La zahorina se detuvo. La llama, que temblaba a sus palabras, se fue haciendo derecha. Vicenta sintió la saliva amarga del tabaco con la colilla, apagada ya, en el labio.

– Me sale una muerte.

Vicenta susurró:

– ¿A cuchillo?

– Dije una muerte.

– ¿De mujer?

– Sí.

La majorera está anhelante; aquí, en este mismo cuarto, en un plato de agua, ella vio cosas hace años, cosas terribles y olvidadas.

– Dígame -dice enronquecida-. ¿No es lo que ya pasó…?

– Es lo que va a pasar.

Entonces la pena y la sombra pesan como el plomo dentro del pecho de la majorera.

Una luna agria salía de detrás de las montañas, siguiendo el último suspiro del crepúsculo. Se agarraba con los dos pálidos cuernos a las últimas nubes oscuras. Ascendía. Se transformaba, se abrillantaba para los ojos de quienes quisieran mirarla aquella noche de diciembre.

Por los caminos su luz era vacilante. Faroles eléctricos, amarillos, mortecinos, alumbraban la noche del campo. Los ojos de los automóviles, a veces, desde una lejana carretera, deslumhraban los ojos fijos de Vicenta. Vio desde muy lejos subir dos faros de automóvil por entre la avenida de eucaliptos de la finca. Un rato después se cruzó con el alto coche del médico, cargado de gente. Don Juan se llevaba al pintor cojo y a todos los jóvenes por lo menos hasta la carretera principal, porque hasta Las Palmas era imposible que llegase con aquella alegre carga humana que desbordaba a los guardabarros. Iban cantando; don Juan ensordecería.

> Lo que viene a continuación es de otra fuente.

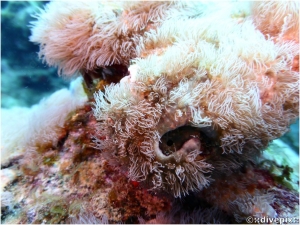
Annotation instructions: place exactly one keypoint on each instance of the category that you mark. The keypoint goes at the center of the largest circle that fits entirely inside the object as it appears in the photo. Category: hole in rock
(173, 140)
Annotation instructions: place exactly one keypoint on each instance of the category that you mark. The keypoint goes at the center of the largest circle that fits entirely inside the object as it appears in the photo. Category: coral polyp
(176, 119)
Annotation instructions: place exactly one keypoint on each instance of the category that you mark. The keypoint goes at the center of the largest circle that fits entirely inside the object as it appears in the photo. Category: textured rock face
(183, 98)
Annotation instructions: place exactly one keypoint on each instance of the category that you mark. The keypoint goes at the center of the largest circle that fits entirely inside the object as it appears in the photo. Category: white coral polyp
(226, 77)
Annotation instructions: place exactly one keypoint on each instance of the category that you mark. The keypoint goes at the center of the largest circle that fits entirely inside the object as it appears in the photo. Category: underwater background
(25, 79)
(71, 181)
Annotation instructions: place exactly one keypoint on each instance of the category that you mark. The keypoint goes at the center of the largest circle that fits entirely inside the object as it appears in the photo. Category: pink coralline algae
(179, 104)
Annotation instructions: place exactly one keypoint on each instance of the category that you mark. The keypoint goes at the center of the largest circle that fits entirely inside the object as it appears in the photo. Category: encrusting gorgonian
(202, 97)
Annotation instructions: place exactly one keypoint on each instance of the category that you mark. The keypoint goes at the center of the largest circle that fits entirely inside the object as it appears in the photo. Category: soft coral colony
(179, 100)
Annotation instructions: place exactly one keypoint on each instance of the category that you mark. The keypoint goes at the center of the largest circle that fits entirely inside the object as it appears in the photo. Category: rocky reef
(174, 116)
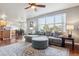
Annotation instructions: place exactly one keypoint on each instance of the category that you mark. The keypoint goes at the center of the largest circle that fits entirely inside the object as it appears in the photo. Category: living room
(39, 29)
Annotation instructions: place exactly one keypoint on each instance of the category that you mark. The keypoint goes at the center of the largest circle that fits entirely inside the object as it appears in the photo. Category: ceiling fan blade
(41, 6)
(28, 7)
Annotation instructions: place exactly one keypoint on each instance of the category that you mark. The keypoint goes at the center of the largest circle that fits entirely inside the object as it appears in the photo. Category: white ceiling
(13, 10)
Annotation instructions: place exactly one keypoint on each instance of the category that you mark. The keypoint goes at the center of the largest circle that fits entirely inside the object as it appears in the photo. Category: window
(54, 21)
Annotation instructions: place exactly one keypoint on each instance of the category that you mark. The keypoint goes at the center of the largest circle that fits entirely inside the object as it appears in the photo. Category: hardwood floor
(72, 52)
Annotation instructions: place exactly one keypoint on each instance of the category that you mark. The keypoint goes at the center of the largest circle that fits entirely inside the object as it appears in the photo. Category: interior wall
(72, 16)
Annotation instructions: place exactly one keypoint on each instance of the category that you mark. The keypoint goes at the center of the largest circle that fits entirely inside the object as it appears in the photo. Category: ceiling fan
(34, 6)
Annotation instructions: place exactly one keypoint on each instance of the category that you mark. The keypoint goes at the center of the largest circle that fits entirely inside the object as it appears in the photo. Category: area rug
(25, 49)
(50, 51)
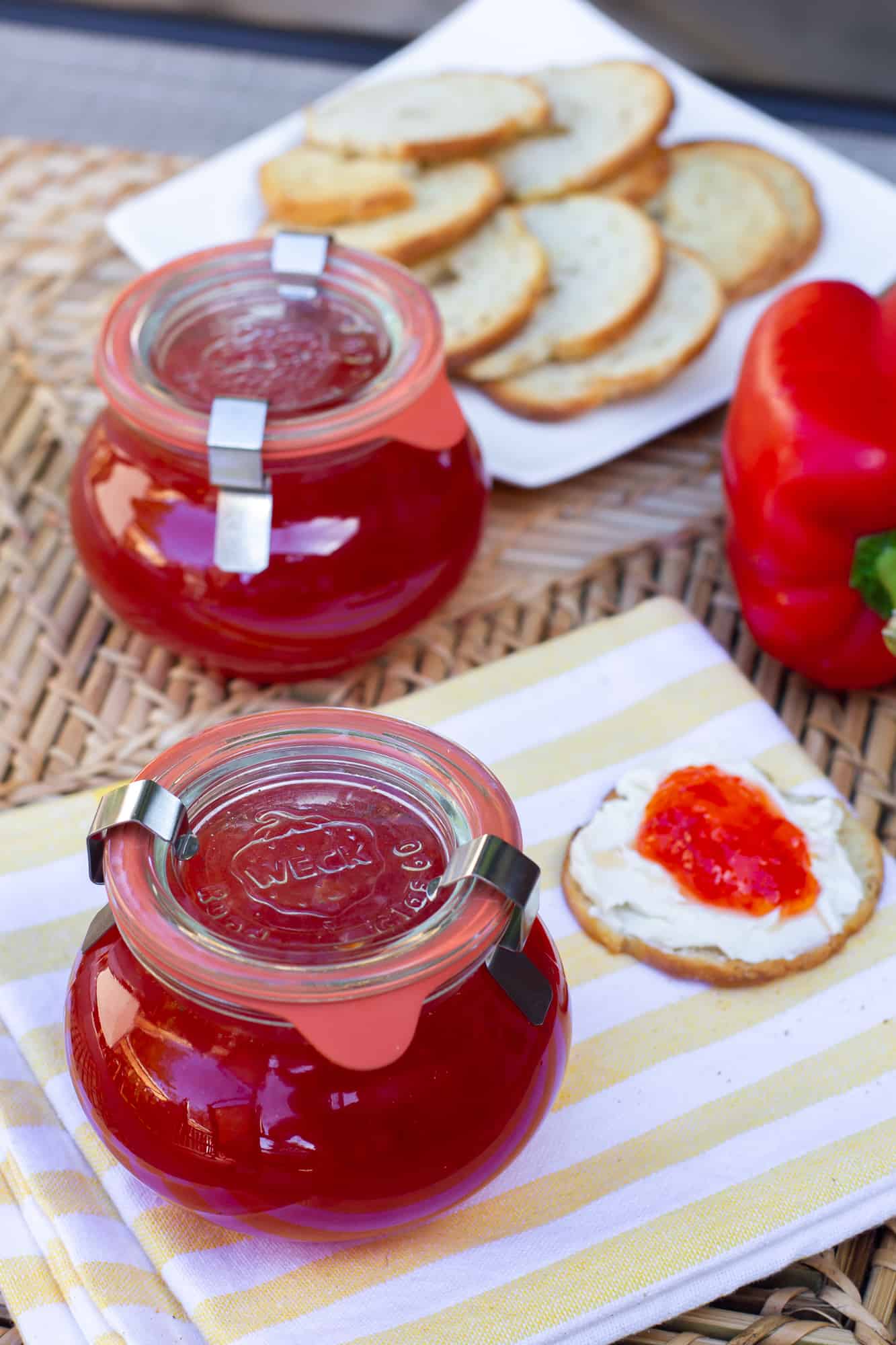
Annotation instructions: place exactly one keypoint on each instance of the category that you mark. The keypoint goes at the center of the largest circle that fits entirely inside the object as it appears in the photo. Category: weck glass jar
(282, 479)
(321, 1003)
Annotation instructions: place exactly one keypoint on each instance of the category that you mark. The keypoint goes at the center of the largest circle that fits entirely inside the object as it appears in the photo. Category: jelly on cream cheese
(641, 899)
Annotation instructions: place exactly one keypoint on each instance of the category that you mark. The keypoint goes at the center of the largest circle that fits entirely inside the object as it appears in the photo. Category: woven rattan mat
(85, 701)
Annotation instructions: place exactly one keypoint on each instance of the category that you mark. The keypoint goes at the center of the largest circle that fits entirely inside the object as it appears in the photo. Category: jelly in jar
(299, 1028)
(356, 512)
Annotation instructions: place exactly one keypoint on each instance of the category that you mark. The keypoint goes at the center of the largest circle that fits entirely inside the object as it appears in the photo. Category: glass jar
(307, 1015)
(350, 513)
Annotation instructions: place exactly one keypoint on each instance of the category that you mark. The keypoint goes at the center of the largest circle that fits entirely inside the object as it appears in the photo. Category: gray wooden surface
(819, 45)
(193, 100)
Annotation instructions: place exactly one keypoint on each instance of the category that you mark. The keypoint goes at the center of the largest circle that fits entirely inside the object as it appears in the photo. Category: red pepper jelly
(299, 1030)
(725, 844)
(358, 513)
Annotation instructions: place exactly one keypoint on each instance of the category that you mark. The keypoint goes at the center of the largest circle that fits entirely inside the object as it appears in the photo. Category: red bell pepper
(810, 481)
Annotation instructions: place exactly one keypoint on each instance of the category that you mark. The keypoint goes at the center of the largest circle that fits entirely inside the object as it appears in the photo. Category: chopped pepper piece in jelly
(725, 844)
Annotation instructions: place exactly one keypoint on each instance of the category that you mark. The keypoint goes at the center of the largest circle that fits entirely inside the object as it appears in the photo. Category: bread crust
(509, 395)
(452, 147)
(803, 241)
(343, 208)
(642, 180)
(775, 240)
(627, 155)
(435, 240)
(715, 968)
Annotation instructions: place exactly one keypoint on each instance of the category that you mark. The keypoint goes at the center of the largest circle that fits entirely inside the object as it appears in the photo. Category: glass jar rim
(184, 952)
(400, 302)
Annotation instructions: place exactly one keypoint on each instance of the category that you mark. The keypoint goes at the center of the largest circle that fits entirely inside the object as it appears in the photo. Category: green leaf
(873, 571)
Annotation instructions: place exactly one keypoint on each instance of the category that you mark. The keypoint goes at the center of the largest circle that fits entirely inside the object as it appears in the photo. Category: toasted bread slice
(314, 188)
(603, 118)
(673, 332)
(451, 202)
(432, 118)
(794, 192)
(641, 181)
(487, 286)
(727, 213)
(606, 264)
(866, 859)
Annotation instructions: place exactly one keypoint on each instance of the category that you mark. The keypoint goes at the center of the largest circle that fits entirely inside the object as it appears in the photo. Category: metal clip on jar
(319, 1003)
(282, 481)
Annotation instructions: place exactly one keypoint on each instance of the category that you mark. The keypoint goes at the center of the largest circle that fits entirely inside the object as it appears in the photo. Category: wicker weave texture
(85, 701)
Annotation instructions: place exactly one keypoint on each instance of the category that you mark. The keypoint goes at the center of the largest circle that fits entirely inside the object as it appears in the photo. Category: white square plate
(218, 202)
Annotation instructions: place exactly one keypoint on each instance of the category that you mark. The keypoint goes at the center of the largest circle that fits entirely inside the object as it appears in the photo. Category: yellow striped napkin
(701, 1139)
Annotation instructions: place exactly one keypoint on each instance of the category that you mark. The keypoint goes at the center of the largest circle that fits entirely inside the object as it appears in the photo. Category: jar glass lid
(321, 883)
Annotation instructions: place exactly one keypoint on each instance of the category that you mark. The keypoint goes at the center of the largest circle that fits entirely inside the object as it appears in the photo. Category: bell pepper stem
(889, 636)
(873, 575)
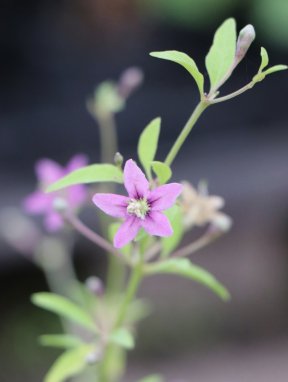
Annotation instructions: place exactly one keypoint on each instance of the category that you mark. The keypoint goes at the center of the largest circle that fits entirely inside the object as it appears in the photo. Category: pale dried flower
(200, 209)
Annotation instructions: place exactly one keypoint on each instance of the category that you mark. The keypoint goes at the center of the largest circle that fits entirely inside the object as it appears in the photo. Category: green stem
(108, 136)
(234, 94)
(202, 105)
(109, 147)
(132, 287)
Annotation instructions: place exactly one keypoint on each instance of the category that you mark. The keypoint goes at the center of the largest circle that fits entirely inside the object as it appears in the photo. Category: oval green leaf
(185, 268)
(93, 173)
(148, 143)
(186, 61)
(162, 171)
(123, 338)
(221, 55)
(64, 308)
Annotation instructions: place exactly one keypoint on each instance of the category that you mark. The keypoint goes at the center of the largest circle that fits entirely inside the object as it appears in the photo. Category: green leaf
(185, 268)
(171, 242)
(123, 338)
(264, 59)
(93, 173)
(60, 340)
(162, 170)
(148, 143)
(70, 363)
(64, 308)
(275, 68)
(113, 228)
(222, 53)
(186, 61)
(152, 378)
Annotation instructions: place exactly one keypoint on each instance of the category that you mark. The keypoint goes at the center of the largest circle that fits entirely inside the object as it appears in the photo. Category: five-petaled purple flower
(39, 202)
(142, 208)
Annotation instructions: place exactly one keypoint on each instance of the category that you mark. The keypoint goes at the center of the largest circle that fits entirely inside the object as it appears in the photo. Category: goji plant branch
(202, 105)
(234, 94)
(132, 287)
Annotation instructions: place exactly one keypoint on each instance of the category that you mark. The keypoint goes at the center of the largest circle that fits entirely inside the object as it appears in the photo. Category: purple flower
(39, 202)
(142, 208)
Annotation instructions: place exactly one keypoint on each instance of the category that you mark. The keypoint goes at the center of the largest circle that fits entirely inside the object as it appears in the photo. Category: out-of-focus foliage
(271, 20)
(189, 13)
(269, 17)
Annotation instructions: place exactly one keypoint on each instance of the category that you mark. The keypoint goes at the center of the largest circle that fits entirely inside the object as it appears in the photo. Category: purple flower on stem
(142, 208)
(39, 202)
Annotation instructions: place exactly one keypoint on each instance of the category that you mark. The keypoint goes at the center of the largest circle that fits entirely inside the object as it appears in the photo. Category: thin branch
(200, 243)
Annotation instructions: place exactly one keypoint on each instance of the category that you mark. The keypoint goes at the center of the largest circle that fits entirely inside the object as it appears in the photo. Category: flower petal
(78, 161)
(164, 197)
(37, 202)
(112, 204)
(157, 224)
(135, 181)
(127, 231)
(48, 171)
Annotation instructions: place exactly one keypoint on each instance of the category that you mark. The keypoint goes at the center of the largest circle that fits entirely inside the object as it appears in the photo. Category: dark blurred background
(53, 54)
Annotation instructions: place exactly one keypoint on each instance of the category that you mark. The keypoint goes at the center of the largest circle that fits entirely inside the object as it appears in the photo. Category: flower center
(138, 207)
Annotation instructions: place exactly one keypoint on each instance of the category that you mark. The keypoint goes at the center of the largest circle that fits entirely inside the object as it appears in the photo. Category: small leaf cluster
(221, 60)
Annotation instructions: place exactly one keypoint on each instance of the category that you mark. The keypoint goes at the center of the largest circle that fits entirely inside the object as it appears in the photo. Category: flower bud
(118, 159)
(95, 285)
(245, 39)
(129, 81)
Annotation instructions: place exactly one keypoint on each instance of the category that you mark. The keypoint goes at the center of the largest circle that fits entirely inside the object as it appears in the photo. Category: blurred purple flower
(39, 202)
(142, 208)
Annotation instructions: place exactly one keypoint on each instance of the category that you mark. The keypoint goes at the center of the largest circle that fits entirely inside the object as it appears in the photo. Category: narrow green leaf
(64, 308)
(186, 61)
(162, 170)
(152, 378)
(93, 173)
(264, 59)
(275, 68)
(148, 143)
(222, 53)
(122, 337)
(184, 268)
(65, 341)
(171, 242)
(113, 228)
(70, 363)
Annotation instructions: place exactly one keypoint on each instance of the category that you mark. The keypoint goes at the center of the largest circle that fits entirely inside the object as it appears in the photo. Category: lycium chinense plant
(144, 236)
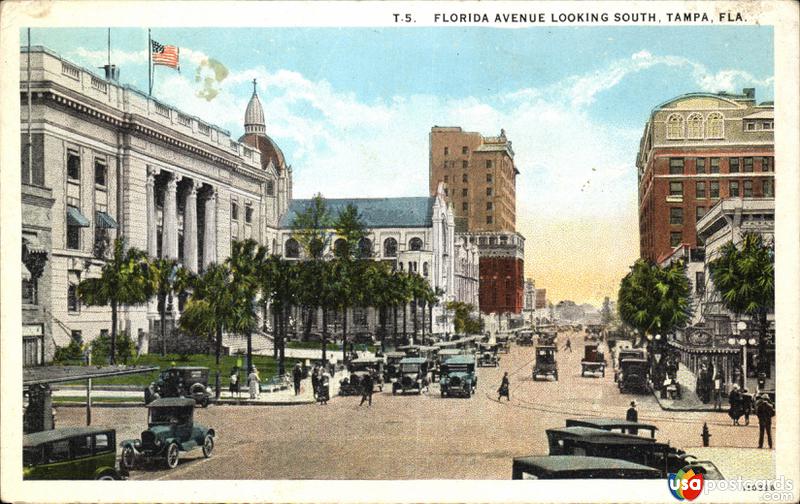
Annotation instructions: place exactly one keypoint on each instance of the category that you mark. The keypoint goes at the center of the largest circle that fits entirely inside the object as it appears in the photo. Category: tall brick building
(479, 176)
(696, 149)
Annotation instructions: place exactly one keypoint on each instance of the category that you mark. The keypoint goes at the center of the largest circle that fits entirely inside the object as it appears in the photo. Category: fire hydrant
(705, 435)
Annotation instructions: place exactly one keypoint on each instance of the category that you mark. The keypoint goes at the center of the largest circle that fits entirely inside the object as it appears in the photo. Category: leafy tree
(123, 281)
(745, 278)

Luego, un silencio muy grande quedó en el campo. Llegó el olor de los eucaliptos.

En el cuarto de música estaba Marta, sola. Vicenta la vio desde la oscuridad del jardín. La niña estaba en medio de la habitación desordenada. Miraba con atención unos papeles: un bloc de papel blanco. Era la hija de Teresa. Sin la gracia ni la belleza de Teresa, y rubia como su padre, pero era hija suya. Una niña esbelta, de cejas rectas y manos tostadas.

En aquel momento el alma de la majorera se atormentó viéndola. Tenía una cara abstraída y curiosa, mirando bajo la luz de la lámpara lo que sostenía en las manos. Tenía una cara joven y desamparada, algo clamaba en ella que atraía también a Vicenta. La había visto nacer, y había tenido, en tiempos muy lejanos, unos oscuros celos de la niña, por ser hija de quien era. Ahora, también por serlo, tenía esta misma criatura suficiente fuerza para clavarla allí, en lo oscuro, mirándola.

La majorera pensó acercarse y decirle algo. Pero Marta levantó la cabeza como para escuchar, cerró el bloc de papel blanco y fue a esconderlo debajo del colchón de su cama turca. Luego apagó la luz.